Every county in Kenya arguably has something that defines it. For Murang’a County, it’s the place known as the cradle of the Agikuyu.
The county has stunning beauty with scenic views of two great mountains, Kenya and Aberdares. One unique thing Murang’a is known for is being home to a majority of billionaire businessmen in the country.
Kangema’s Rwathia location boasts as the home to some affluent men and women. Some of the billionaires who reside in Kangema are the former Equity Bank Chairman Peter Munga, Equity Bank CEO James Mwangi, Investment Banker Jimnah Mbaru, and the former Britam Boss Benson Wairegi.
Others are the late Chris Kirubi and businessman Gerald Gikonyo. One beautiful thing about these Kangema billionaires is that they closely worked together, some of them from scratch to prominence.
For instance, businessman Gerald Gikonyo and his friend Gerishon Kirima had a strong relationship from childhood to hawking in Nairobi and later becoming some of the biggest investors in Nairobi.
They, at some point, worked with former Equity Bank Chairman Peter Munga, who allegedly served as a casual laborer in one of their establishments.
Munga later rose to founding Equity Bank, one of the biggest financial Institutions in the country. His strong relationship with the bank’s Chairman, James Mwangi, and Wairegi cannot go unnoticed.

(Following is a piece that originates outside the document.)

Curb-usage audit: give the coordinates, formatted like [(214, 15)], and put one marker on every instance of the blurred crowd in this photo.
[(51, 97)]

The three own shares worth billions in companies that are cross-listed at the NSE. They also share board directorship in companies such as Equity, Britam, and Housing Finance.
According to Mr. Munga, one thing these friends apply in their endeavors to amass fortune is staying focused.
”Just know what you want in business, stay focused, and everything will neatly fall in place,’’ he said.
He notes that partnerships are great paths to success because partners pool resources together and help each other out by sharing ideas.
He, however, says partnerships would be productive if they are managed transparently, and the partners are people of integrity.
Munga says that honesty and respect are key in partnerships for the business’s success. He adds that when respect is not observed, unending disputes will ensue, leading to business failure.
”No brokers among us. We don’t undercut each other. We don’t sabotage or willingly do something to hurt each other’s business or establishments. It is an unspoken rule that guides how we relate with each other in both business and personal life. That is why you never see us quarreling in public,’’ he added.
He says that the rise of the Kangema millionaires and billionaires was shaped by their forefathers, notably Gikonyo and Kirima, who demonstrated the art of working together and uplifting each other.
These businessmen achieved great things even without education, something that has been an inspiration to many entrepreneurs in Rwathia.
Some of the assets associated with the two are Rwathia Distributors – a beer and spirits distributor –and several buildings in Nairobi CBD, including the one that houses Sabina Joy (a popular nightclub in Nairobi).
”Fortunately for Kangema, we have never been short of people to look up to because they have been people to emulate from the area since the pre-independence days,’’ Munga added.
”If they did it with so many odds stacked against them, I can do it as well,’’ this is the guiding philosophy of any budding entrepreneur from Rwathia.
Studies show that mentorship has a powerful positive impact on young entrepreneurs. This is because mentors provide guidance and reinforce the business skills their mentees have, making them more self-assured in all of their business interactions.